Write the function in terms of the Frobenius (:) Inner Product and take its differential $$\eqalign{ f &= \frac{1}{2}(Ax-b)^*:(Ax-b) \cr\cr df &= \frac{1}{2}\Big(A^*\,dx^*:(Ax-b) + (Ax-b)^*:A\,dx\Big) \cr &= \frac{1}{2}\Big(dx^*:A^H(Ax-b) + A^T(Ax-b)^*:dx\Big) \cr\cr }$$ Now the tricky part is to treat $dx^*$ and $dx$ as independent variables.
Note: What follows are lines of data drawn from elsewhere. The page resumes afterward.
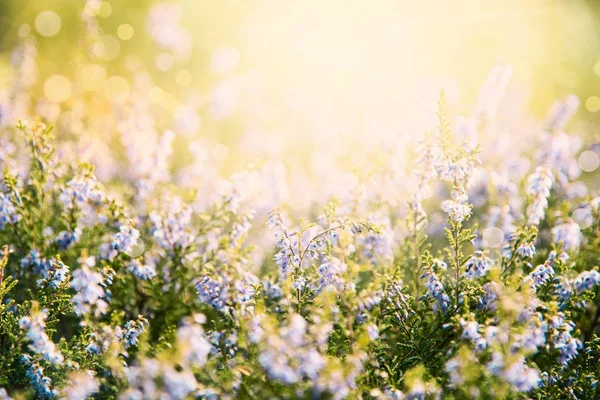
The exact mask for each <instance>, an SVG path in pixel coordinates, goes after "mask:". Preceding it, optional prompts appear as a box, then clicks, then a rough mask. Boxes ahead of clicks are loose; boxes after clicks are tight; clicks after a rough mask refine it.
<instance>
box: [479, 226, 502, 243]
mask: <svg viewBox="0 0 600 400" xmlns="http://www.w3.org/2000/svg"><path fill="white" fill-rule="evenodd" d="M503 242H504V233H503V232H502V230H500V229H499V228H496V227H494V226H492V227H490V228H487V229H486V230H484V231H483V244H484V245H485V246H486V247H491V248H498V247H500V246H502V243H503Z"/></svg>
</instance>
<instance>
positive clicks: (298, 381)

To find the gradient wrt $x$ you hold $x^*$ constant, i.e. set $\,dx^*=0$, to obtain $$\eqalign{ \frac{\partial f}{\partial x} &= \frac{1}{2}A^T(Ax-b)^* \cr\cr }$$ While holding $x$ constant yields $$\eqalign{ \frac{\partial f}{\partial x^*} &= \frac{1}{2}A^H(Ax-b) \cr\cr }$$ Notice that the two expressions are complex conjugates of one another, so you only need calculate one of them.

0
On

Let $g(x,\bar{x})=(Ax-b)^*(Ax-b)=(\bar{x}^TA^*-b^*)(Ax-b)$.

$\dfrac{\partial g}{\partial \bar{x}}:k\rightarrow k^TA^*(Ax-b)$; then, for the symmetric bilinear form $<X,Y>=X^TY$, $\nabla_{\bar{x}}g=A^*(Ax-b)$.

Since $g$ is a real function, $\nabla_{x}g=\overline{\nabla_{\bar{x}}g}=A^T\overline{(Ax-b)}$.